Sonnet for Boys and Girls
Botticellian beauties lie prostrated
like plump game hens or coconut pastries.
They are sanguine, delicate foods painted
for man’s appetite, their purpose is to please.
Boyish appraisal is dear and frightening
but my gaze lingers longer and my pull
is stronger than theirs.
Boys! Girls with icing
for nipples in paintings are distasteful.
These simple creatures are nothing like queens
whose callused palms and strong teeth defy
consumption. Her feet are always tapping
and I like it.
Softly pluck at her thighs,
pleased we don’t belong to each other
because my masculine gaze is my brother.
Sonnet for Sleep
You can’t long for me like I long for you,
with all the quivering trepidation
of desire. Tonight the lines I drew
between us are the color of frustration,
a nebulous shame I am scared to voice:
that my troubled mind frightens my lovers.

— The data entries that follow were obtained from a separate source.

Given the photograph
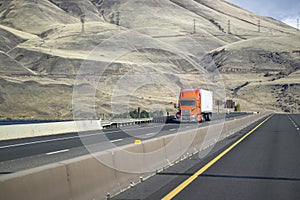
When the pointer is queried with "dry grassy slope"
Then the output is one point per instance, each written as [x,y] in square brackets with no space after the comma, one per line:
[43,48]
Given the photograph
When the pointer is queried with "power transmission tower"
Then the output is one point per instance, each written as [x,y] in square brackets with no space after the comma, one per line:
[118,19]
[82,19]
[194,28]
[228,27]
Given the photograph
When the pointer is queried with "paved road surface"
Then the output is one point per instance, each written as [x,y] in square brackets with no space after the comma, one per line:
[265,165]
[16,155]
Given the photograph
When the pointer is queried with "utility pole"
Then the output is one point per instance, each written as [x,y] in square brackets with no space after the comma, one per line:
[118,19]
[194,30]
[229,27]
[82,19]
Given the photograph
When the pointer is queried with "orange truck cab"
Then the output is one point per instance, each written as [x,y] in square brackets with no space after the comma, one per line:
[194,105]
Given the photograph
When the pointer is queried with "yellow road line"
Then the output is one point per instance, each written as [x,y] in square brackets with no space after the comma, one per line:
[188,181]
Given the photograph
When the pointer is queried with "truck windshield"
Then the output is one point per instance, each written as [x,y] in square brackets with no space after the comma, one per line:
[187,103]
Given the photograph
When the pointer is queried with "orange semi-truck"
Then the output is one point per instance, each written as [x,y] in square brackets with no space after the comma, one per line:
[194,105]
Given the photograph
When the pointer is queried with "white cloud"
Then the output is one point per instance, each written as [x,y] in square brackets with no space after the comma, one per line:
[292,21]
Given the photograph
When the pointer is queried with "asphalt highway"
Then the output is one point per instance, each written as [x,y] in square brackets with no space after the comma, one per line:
[260,162]
[16,155]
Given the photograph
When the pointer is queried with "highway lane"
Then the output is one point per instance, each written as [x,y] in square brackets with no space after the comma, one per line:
[265,165]
[16,155]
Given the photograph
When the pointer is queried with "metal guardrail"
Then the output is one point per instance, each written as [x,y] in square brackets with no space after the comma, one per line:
[124,122]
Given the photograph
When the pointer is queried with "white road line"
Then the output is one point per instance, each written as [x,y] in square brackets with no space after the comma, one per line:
[150,133]
[117,140]
[56,152]
[67,138]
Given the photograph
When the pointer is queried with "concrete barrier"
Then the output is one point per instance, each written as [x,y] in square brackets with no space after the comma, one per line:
[8,132]
[87,178]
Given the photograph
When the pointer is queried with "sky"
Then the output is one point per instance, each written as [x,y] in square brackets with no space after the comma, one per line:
[287,11]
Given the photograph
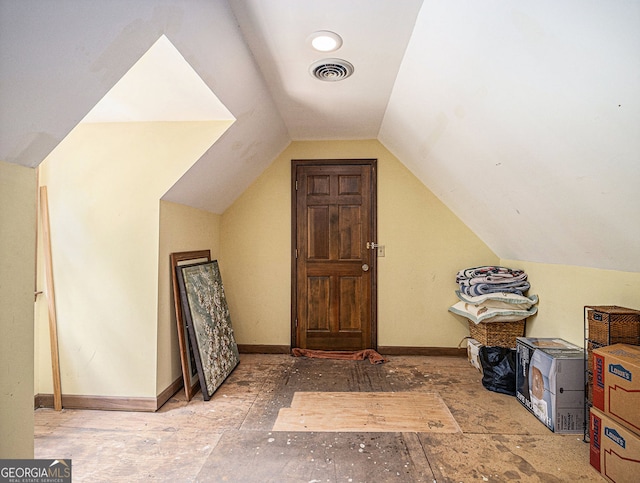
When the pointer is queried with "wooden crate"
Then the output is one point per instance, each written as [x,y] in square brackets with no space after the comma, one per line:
[500,334]
[610,324]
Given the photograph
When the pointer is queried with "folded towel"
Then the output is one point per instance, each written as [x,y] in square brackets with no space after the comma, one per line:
[490,274]
[518,287]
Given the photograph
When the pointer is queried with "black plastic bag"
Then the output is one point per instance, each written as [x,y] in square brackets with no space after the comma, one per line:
[499,369]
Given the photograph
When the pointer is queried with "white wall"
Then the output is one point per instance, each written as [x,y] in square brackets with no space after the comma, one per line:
[17,269]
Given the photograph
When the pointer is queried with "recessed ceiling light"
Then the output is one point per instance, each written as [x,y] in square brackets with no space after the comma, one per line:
[325,41]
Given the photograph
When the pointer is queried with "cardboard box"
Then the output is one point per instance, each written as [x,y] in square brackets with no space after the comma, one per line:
[550,382]
[614,450]
[473,353]
[616,383]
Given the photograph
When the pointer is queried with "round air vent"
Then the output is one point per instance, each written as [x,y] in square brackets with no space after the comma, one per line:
[331,70]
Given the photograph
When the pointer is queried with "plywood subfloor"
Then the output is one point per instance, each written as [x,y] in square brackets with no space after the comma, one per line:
[366,412]
[231,438]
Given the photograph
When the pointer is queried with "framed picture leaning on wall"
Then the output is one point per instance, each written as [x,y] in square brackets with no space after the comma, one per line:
[206,315]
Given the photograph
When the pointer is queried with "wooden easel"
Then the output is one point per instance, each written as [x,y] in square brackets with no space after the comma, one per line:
[51,300]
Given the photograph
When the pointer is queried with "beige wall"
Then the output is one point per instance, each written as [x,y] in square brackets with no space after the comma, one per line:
[105,182]
[17,255]
[565,290]
[425,246]
[182,229]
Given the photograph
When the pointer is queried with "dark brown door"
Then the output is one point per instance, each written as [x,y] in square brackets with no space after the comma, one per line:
[334,263]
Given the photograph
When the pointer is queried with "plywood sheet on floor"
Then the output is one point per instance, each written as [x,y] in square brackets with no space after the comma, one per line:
[282,457]
[366,411]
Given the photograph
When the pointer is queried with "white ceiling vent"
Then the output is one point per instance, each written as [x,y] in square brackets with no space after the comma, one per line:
[331,70]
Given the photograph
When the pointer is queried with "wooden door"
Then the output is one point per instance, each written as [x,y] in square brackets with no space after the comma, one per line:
[334,262]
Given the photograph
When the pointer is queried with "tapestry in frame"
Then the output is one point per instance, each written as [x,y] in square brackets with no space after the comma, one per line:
[187,359]
[207,317]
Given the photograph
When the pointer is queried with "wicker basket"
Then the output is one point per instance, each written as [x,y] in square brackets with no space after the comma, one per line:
[610,324]
[500,334]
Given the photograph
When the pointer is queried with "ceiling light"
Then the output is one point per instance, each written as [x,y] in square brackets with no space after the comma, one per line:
[325,41]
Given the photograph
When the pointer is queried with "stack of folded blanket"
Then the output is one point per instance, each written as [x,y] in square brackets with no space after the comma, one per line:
[493,294]
[483,280]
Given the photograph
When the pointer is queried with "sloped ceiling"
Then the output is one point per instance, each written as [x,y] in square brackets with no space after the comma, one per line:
[523,117]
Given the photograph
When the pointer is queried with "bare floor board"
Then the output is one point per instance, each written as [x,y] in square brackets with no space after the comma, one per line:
[231,438]
[366,411]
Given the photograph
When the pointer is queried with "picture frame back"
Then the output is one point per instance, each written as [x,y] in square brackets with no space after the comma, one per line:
[187,358]
[206,312]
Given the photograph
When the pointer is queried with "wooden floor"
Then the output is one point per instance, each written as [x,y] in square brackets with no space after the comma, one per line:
[231,437]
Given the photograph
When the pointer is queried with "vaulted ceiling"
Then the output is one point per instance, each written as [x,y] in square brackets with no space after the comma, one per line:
[523,117]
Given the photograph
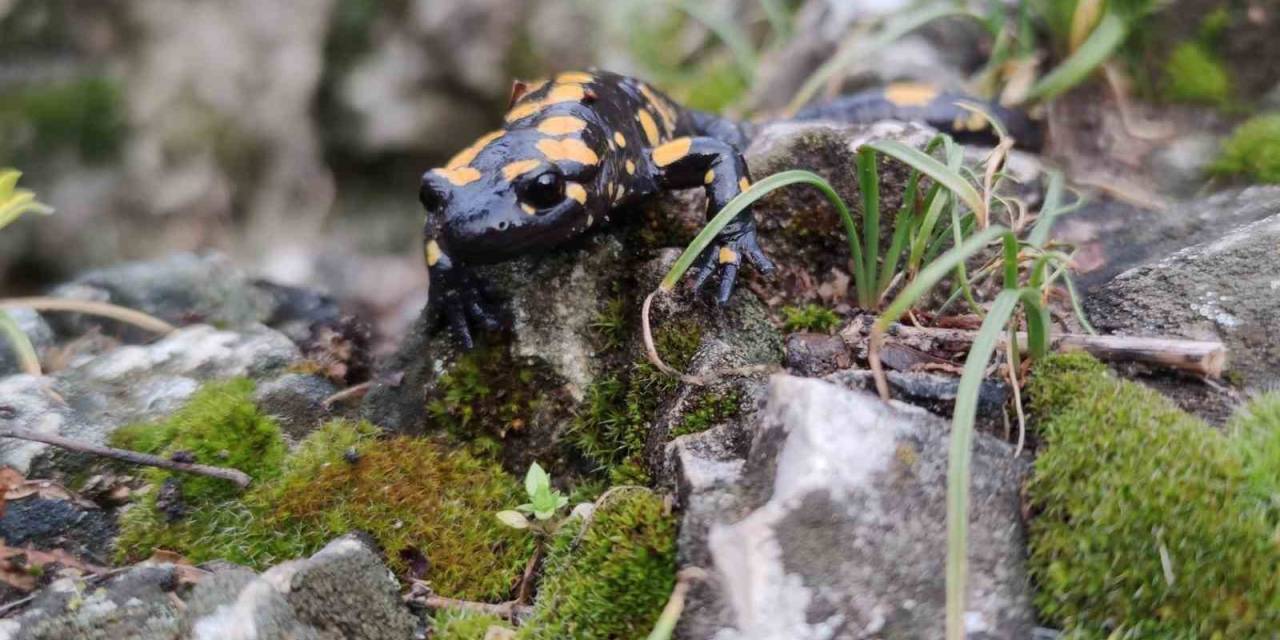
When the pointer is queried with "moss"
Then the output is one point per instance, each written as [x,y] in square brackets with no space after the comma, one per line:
[809,318]
[707,410]
[408,494]
[1144,525]
[1194,74]
[85,115]
[1253,150]
[615,581]
[465,626]
[613,423]
[219,425]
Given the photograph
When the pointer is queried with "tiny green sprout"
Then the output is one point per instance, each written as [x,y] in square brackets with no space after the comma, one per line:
[543,503]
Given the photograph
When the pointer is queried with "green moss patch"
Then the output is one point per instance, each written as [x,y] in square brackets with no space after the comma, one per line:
[612,581]
[412,496]
[219,425]
[1194,74]
[1253,150]
[615,420]
[1146,521]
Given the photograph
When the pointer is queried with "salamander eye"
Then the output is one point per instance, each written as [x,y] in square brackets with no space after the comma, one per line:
[544,190]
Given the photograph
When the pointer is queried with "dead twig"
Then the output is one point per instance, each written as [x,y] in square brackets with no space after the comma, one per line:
[233,475]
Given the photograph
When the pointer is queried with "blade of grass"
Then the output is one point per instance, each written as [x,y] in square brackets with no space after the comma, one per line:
[862,49]
[868,183]
[1110,32]
[961,453]
[755,192]
[935,169]
[21,344]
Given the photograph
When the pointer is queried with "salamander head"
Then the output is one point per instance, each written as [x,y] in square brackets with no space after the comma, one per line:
[503,204]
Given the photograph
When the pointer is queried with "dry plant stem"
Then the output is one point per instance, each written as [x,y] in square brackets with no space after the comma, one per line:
[507,611]
[1201,357]
[96,309]
[240,478]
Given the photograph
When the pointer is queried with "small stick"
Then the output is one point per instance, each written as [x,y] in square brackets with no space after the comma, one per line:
[506,611]
[1201,357]
[233,475]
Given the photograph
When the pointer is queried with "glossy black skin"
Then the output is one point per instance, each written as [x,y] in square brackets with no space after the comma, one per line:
[483,216]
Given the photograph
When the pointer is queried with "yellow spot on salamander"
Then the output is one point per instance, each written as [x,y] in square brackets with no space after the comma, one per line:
[575,77]
[558,94]
[910,94]
[671,151]
[568,149]
[561,126]
[460,177]
[650,128]
[465,156]
[519,168]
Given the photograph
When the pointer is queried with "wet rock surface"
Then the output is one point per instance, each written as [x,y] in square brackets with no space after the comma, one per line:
[1224,289]
[828,469]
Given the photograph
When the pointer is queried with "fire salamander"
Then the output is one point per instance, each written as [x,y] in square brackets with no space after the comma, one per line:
[581,145]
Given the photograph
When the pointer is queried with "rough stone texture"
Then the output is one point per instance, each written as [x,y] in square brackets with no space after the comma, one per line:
[1114,237]
[342,592]
[136,604]
[58,524]
[1228,289]
[296,401]
[37,332]
[99,393]
[844,529]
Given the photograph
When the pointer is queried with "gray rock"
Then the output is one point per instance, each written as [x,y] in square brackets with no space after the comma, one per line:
[1228,289]
[296,401]
[182,288]
[136,604]
[36,329]
[844,533]
[100,393]
[1114,237]
[342,592]
[58,524]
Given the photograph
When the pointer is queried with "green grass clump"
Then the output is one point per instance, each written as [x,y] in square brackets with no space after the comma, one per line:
[809,318]
[613,424]
[453,625]
[615,581]
[219,425]
[1194,74]
[1253,150]
[407,493]
[1146,525]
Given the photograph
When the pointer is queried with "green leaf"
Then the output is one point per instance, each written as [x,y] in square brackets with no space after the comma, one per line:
[536,480]
[931,167]
[27,359]
[512,519]
[961,452]
[1105,39]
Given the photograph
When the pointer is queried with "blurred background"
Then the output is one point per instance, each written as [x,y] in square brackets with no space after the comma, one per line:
[291,133]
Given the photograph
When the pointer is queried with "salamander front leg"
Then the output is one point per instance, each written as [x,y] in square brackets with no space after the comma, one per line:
[717,167]
[461,296]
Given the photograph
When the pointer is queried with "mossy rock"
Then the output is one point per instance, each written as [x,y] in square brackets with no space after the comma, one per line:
[611,580]
[412,496]
[1148,522]
[1252,151]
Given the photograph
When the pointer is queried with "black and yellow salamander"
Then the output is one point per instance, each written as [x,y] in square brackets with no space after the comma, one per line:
[581,145]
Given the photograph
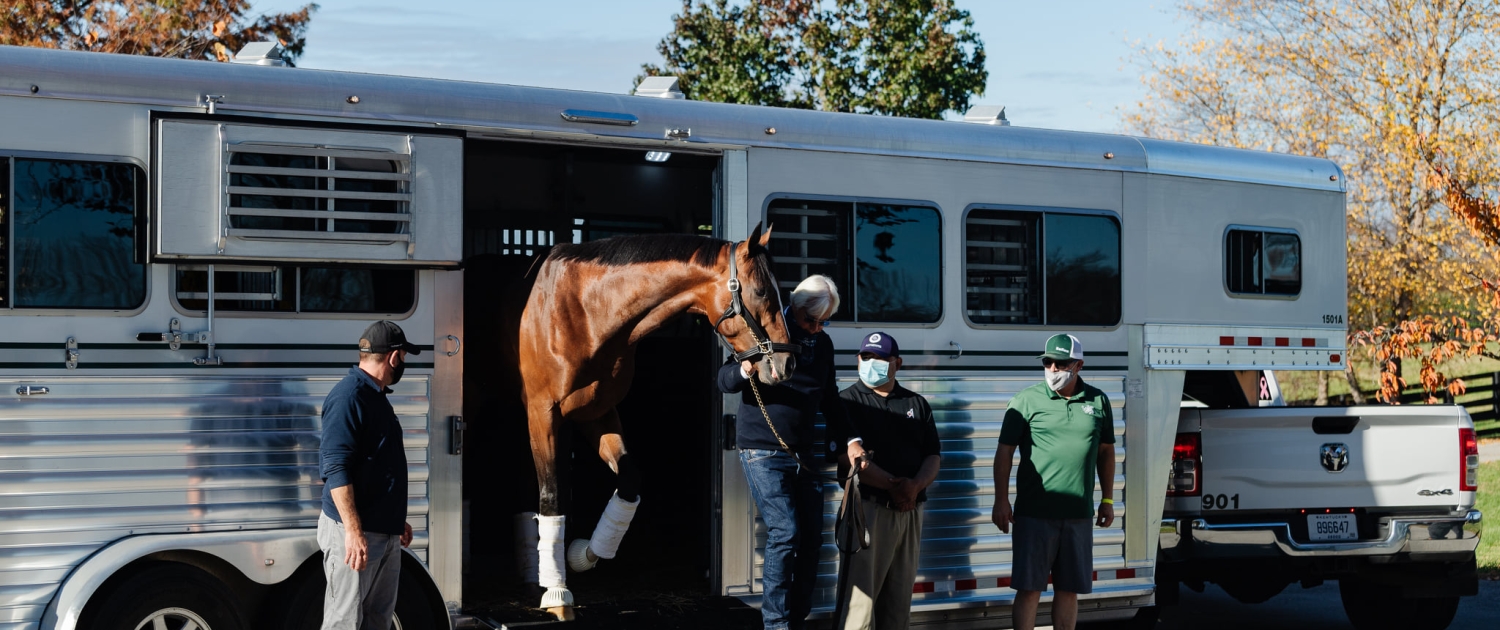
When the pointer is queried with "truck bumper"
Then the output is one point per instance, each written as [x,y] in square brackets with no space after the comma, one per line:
[1415,539]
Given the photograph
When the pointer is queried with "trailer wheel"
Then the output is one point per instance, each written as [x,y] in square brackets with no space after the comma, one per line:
[1373,606]
[171,596]
[303,609]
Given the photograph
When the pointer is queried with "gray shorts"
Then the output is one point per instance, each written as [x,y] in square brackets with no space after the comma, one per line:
[1062,548]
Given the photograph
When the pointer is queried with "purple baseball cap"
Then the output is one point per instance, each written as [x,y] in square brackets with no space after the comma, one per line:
[881,345]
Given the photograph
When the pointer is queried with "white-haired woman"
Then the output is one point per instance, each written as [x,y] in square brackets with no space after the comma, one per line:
[785,486]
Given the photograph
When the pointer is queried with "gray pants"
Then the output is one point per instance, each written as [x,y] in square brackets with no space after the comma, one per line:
[1056,548]
[881,576]
[359,600]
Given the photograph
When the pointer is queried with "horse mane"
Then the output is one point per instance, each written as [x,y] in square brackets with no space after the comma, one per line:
[659,248]
[642,248]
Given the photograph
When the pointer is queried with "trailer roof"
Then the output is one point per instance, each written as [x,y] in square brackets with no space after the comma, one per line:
[506,110]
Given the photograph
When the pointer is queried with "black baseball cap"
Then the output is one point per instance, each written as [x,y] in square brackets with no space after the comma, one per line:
[881,345]
[384,336]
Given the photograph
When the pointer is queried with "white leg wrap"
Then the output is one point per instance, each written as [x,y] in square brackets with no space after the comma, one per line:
[549,554]
[578,557]
[527,546]
[612,527]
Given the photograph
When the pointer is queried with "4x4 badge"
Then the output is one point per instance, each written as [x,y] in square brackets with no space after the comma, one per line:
[1335,458]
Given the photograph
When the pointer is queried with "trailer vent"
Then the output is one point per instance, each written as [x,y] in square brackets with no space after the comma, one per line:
[260,54]
[662,87]
[987,114]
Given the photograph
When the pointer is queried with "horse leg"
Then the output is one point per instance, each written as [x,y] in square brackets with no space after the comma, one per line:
[621,509]
[546,428]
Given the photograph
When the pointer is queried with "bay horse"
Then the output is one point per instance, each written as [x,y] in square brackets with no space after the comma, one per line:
[590,305]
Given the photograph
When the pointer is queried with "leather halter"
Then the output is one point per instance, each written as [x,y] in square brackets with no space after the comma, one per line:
[737,308]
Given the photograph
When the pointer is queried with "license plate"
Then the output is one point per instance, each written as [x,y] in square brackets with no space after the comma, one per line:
[1332,527]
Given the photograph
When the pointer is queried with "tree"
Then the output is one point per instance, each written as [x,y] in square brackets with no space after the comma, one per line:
[188,29]
[1386,89]
[899,57]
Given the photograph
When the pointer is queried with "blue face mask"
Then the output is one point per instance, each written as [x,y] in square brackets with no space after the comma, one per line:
[875,372]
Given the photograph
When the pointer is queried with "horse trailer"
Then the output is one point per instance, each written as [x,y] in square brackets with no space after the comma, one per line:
[191,251]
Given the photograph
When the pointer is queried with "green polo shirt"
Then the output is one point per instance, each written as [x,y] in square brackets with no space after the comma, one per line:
[1059,441]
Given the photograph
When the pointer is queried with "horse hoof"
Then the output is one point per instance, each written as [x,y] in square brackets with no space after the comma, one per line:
[557,597]
[578,557]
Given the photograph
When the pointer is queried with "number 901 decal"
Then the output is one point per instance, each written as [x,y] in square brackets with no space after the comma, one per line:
[1220,501]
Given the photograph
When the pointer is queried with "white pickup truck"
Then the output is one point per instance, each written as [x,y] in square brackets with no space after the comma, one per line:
[1379,498]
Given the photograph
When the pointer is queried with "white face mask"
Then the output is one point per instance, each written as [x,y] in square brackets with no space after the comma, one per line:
[1058,380]
[875,372]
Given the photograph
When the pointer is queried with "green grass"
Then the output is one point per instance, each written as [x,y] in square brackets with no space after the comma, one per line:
[1488,503]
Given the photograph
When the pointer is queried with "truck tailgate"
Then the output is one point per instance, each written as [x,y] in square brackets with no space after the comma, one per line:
[1329,456]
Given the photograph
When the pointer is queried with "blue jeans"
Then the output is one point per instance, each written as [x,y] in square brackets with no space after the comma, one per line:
[791,503]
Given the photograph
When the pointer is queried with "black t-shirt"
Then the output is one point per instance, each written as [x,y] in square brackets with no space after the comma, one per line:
[897,428]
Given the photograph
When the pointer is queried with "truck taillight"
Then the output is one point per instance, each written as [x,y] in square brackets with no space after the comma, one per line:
[1187,467]
[1469,459]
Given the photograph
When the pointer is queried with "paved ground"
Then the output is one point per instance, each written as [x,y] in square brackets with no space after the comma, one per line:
[1304,609]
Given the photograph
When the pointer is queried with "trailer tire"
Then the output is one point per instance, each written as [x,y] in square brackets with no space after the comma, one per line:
[303,608]
[1373,606]
[170,591]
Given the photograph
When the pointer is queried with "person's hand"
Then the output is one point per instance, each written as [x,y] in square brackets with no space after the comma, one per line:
[356,551]
[855,452]
[905,492]
[1106,516]
[1002,516]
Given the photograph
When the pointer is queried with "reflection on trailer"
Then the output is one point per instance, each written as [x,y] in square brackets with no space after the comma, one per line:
[192,251]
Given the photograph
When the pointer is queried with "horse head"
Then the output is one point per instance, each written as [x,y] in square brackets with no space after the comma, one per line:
[761,323]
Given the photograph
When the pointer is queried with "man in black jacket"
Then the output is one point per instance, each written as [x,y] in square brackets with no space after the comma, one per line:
[897,426]
[785,488]
[363,464]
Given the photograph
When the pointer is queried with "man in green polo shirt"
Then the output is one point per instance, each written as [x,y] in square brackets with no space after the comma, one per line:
[1065,432]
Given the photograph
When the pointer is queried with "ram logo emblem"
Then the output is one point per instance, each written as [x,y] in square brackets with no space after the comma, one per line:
[1335,458]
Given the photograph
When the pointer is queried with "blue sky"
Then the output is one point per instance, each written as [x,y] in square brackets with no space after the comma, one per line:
[1059,65]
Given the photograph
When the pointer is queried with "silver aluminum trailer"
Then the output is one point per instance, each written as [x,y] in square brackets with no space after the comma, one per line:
[191,249]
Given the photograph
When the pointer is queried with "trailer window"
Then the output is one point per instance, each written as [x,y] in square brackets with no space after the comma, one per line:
[885,257]
[296,191]
[305,290]
[1026,267]
[72,234]
[1262,263]
[5,233]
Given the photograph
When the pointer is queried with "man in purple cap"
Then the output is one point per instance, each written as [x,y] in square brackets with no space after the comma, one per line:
[363,467]
[897,426]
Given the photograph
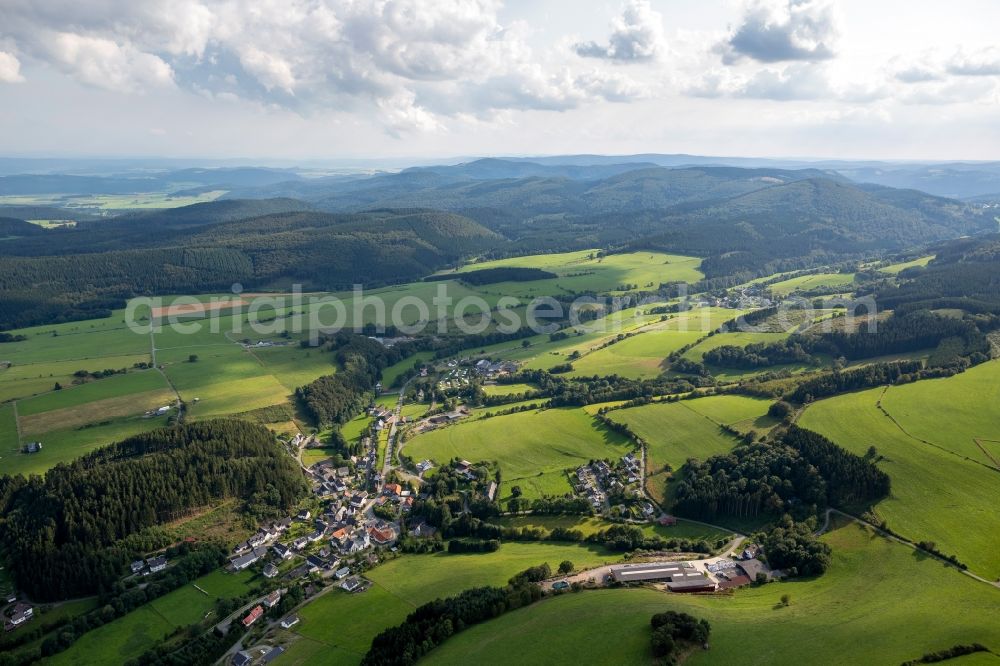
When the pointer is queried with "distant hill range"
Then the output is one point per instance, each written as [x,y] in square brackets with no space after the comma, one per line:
[69,274]
[332,232]
[743,220]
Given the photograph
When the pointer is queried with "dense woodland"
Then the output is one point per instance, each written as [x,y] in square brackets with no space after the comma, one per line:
[85,272]
[65,534]
[336,399]
[793,548]
[800,473]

You must think my restless nights are a choice.
You delight in the power to smother
rejoice in what I’ll swallow for relief
from these dark sheets you leave me coiled in.
Pull me from myself, from the mortal grief
of weary longing. Kiss the purpled skin
beneath my eyes, smooth the knots in my spine.
I am grateful, hateful for relief from time.
sonnet for my Ears Ringing
she talks to her own bow-mouthed reflection
quaking with the feel of it, unashamed
by the many-eyed form called reception.
Words bred within that bald skull are tamed
by isolation. The interior
dwelling of her speech is clean and unknown.
Words are oxidized thoughts who swell nearer
to her teeth, for release when she’s alone.
Internal external meet and disperse–
cleft by the vertical line through her navel.
Language is heard but felt in verse,
once uttered undone; this arc its cradle.
Big conversations in wide lonesome rooms
are seldom remembered, from death to womb.